Rossetti used color, stroke, space, and texture to reflect a certain kind of attitude. His main aim was to portray sensuality. Drawings had to be as gorgeous as possible. He symbolized objects on Bocca Baciata by using lines shapes and angles. A fleshy appearance of a triangle on the painting depicted femininity. The colors of her flesh contrasted with the black surrounding. It, however, did not describe Bocca Baciata’s character in any way. The different colors were only meant to stress on her beauty as well as flesh. The expression on the face and the context depicted mannerism.

George Price Boyce commissioned Bocca Baciata from Rossetti on July 23rd, 1859. Commissioning was possible at the time because he was a close friend to Rossetti.
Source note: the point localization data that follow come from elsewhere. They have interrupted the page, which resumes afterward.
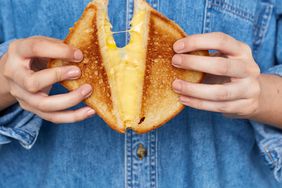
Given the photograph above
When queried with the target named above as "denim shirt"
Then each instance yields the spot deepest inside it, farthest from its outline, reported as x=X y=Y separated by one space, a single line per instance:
x=195 y=149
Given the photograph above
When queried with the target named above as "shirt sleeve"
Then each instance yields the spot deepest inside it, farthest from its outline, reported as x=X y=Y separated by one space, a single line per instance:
x=270 y=139
x=17 y=124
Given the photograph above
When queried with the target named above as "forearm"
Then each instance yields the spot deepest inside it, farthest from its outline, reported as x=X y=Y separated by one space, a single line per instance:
x=6 y=98
x=270 y=102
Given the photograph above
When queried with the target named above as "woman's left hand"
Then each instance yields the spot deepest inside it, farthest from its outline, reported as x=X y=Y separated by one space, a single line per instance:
x=239 y=96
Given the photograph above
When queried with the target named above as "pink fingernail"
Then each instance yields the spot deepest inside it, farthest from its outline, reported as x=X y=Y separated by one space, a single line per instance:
x=78 y=55
x=178 y=46
x=74 y=73
x=90 y=112
x=177 y=85
x=86 y=90
x=177 y=60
Thereafter, the painting was completed on the 13th of October, that same year it was commissioned. In 1883, Boyce lent the drawing to the Exhibition of Old Masters at the Royal Academy in London. Bocca Baciata is currently at the museum of fine arts in Boston. Mrs. James Lawrence gave the painting to the museum in 1980. Rossetti’s sensuous figure was inspired by Fanny Cornforth. Not only was she the painter’s model but also his mistress. She would later be Rossetti’s housekeeper, performing all duties that a house manager does.
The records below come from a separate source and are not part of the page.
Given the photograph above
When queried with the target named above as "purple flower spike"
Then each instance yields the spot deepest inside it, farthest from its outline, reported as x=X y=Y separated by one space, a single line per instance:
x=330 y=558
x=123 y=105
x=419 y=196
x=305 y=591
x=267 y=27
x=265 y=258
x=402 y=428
Rossetti felt so inspired by Cornforth that all the figures he painted of her were curvaceous and sexually attractive. Rossetti’s work inspired writers and the second generation of artists. He was also the main inspiration of many European symbolists. Bocca Baciata had different techniques, styles, and subjects applied to it. Rossetti was, therefore, able to effortlessly magnify the image of the woman in his painting. His main aim was to portray his character but with regards to the model. Expressing background and attitude for Rossetti became a symbol as presenting it on a drawing.